As numerous military and congressional leaders have pointed out, the single biggest threat to our defense structure is the weakening of our nation as a result of the debt’s debilitating effect.
This confrontation over the sequester will be the first real opportunity to make the debate about spending restraint and specifically entitlement reform — the issue which lies at the core of any long-term correction of our fiscal house’s problems.
He also correctly diagnoses the President’s unwillingness to cut spending:
The president and his party have made it clear to any honest observer that their interests do not lie with controlling the growth of government. They see revenues as being the solution to deficits. They believe even with the historic expansion of the federal government that has occurred in the last four years — an expansion that will continue for the next four years — that more revenues can always be found to abate the effects of this spending spree.
Unfortunately, Gregg begins his closing with the same establishment error he started with:
This is a rare opportunity, especially for a group of people who seemed to be intent upon defeating themselves.
Gregg shows a severe misunderstanding of the difference between “defeating” oneself and kowtowing to the same “compromise for its own sake” attitude that has brought America to its current fiscal and economic states.

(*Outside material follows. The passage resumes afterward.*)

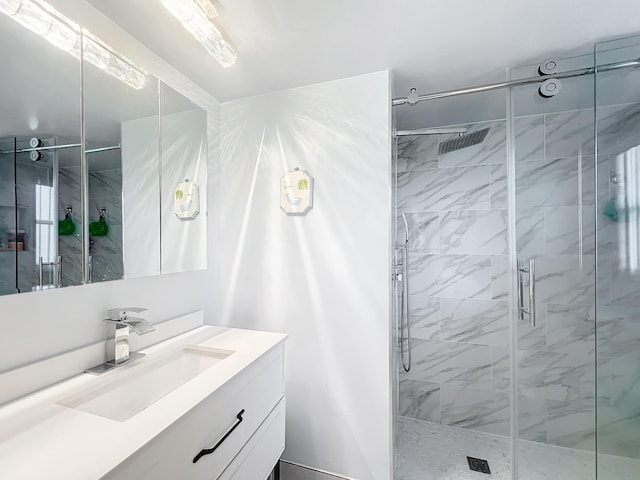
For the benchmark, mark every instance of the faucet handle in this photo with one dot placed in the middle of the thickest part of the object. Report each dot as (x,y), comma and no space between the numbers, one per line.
(116,314)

If the House GOP really wanted cuts, it would hold strong on the debt ceiling. Perhaps the party would be harmed, since many Americans are only fiscally conservative until the cuts impact them. Perhaps Democrats would win seats in 2014. But the simple fact is history shows spending cuts will rebound our economy from its current weak growth level, which helps the nation. Additionally, it will be difficult for the Big Government folks in Washington to take eliminated programs and re-establish them, meaning this growth could continue for some time. In the end, that’s what being a politician should be about – doing what’s good for the country, not for re-election.